While motor vehicle accidents are unexpected events, several factors can increase the likelihood that one will occur, including a driver who has consumed alcohol, is speeding or driving recklessly, or has been driving for a long time without a break. Certain health conditions like obstructive sleep apnea can also impair your ability to drive safely.
If you’ve been diagnosed with obstructive sleep apnea, it’s important to understand how the condition can raise your likelihood of being involved in traffic accidents. It’s also important to understand that sleep apnea is an underdiagnosed yet treatable oral health issue, and your dentist and general physician can provide you with a diagnosis and treatment plan. Armed with this knowledge, you’ll be in a better position to protect yourself and your fellow drivers.
How Does Obstructive Sleep Apnea Increase Driving Risk?
Obstructive sleep apnea is characterized by repeated breathing interruptions during sleep. These breathing interruptions occur due to a narrow or collapsed airway. When your brain detects the resulting imbalance in your blood oxygen levels, it signals your body to wake up.
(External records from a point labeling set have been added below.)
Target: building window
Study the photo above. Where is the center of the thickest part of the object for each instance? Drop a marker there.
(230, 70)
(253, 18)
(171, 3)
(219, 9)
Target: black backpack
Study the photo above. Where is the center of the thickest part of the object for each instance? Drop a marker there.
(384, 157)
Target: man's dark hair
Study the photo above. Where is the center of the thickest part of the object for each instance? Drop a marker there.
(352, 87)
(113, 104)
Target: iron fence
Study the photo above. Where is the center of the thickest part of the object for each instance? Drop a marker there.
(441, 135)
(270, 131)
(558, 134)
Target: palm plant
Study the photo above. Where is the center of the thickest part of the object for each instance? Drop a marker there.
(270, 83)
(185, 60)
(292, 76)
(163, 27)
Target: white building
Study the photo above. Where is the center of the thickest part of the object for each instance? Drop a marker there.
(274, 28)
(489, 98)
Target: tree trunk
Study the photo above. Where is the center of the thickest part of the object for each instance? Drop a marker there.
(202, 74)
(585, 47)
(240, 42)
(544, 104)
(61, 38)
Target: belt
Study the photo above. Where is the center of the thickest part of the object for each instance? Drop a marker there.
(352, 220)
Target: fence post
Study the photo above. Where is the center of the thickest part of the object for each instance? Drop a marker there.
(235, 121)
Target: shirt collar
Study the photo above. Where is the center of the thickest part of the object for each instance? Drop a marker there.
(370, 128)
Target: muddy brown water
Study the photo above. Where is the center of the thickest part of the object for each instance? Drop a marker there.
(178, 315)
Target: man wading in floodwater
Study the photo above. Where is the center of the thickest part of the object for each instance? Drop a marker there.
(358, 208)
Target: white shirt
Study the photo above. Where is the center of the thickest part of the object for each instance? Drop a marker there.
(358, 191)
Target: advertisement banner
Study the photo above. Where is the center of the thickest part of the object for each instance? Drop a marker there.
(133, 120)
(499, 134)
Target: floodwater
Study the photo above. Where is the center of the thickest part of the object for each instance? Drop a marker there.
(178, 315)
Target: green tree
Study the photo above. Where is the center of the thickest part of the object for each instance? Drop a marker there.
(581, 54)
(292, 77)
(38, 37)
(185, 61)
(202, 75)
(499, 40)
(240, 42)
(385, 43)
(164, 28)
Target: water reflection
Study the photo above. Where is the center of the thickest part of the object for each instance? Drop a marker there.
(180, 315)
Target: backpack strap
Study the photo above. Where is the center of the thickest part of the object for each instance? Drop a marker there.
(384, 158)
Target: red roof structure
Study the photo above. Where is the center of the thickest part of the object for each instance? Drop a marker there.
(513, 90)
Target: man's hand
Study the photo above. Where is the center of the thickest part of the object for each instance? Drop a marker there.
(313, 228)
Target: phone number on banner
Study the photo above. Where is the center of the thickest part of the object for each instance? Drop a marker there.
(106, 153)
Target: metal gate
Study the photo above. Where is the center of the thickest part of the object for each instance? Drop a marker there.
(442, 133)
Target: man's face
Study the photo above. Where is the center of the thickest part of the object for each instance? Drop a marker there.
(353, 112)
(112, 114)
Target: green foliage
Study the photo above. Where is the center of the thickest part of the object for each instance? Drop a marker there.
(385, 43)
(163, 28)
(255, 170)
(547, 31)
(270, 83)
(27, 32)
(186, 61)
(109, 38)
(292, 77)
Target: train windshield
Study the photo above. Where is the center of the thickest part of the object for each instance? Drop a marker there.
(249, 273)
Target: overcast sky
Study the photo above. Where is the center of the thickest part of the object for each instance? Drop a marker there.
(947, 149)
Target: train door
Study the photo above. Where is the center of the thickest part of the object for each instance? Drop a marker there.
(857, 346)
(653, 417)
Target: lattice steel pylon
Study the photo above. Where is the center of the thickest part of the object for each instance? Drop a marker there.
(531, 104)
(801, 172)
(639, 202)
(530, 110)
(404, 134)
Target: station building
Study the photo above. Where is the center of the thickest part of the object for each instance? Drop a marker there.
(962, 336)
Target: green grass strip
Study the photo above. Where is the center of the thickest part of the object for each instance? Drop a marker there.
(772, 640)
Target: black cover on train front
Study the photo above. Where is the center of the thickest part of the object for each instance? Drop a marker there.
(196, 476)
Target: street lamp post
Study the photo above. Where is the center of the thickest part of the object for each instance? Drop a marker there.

Sleep apnea can cause as many as 30 sleep interruptions per hour, so it’s no surprise that one of the major symptoms of the condition is excessive daytime sleepiness.
Daytime sleepiness is simply the tendency to fall asleep or doze off outside of your normal resting hours, often in inappropriate situations. One example would be falling asleep while driving a car. Research conducted with driving simulators has confirmed that the performance impairment in drivers with sleep apnea is similar to the impairment caused by sleep deprivation or excessive alcohol consumption. Motor vehicle crashes tend to be more frequent in untreated sleep apnea patients and are usually accompanied by more severe injuries.
Warning Signs to Watch Out For
Many warning signs can signal that a sleepy driver is at risk of causing an accident. If you notice that you’re blinking more than usual, yawning, nodding at the wheel, missing turns or exits, or experiencing brief “gaps” in your drive, it may be a good idea to pull off the road. If you’re too tired to drive, you may also struggle to maintain a constant speed or steady position on the road.
In these circumstances, you might try strategies to combat your drowsiness, such as drinking caffeinated beverages and rolling the window down. While these measures may be effective for a temporary period of time, the safest option is to pull over and rest for 15-20 minutes or, if possible, change drivers.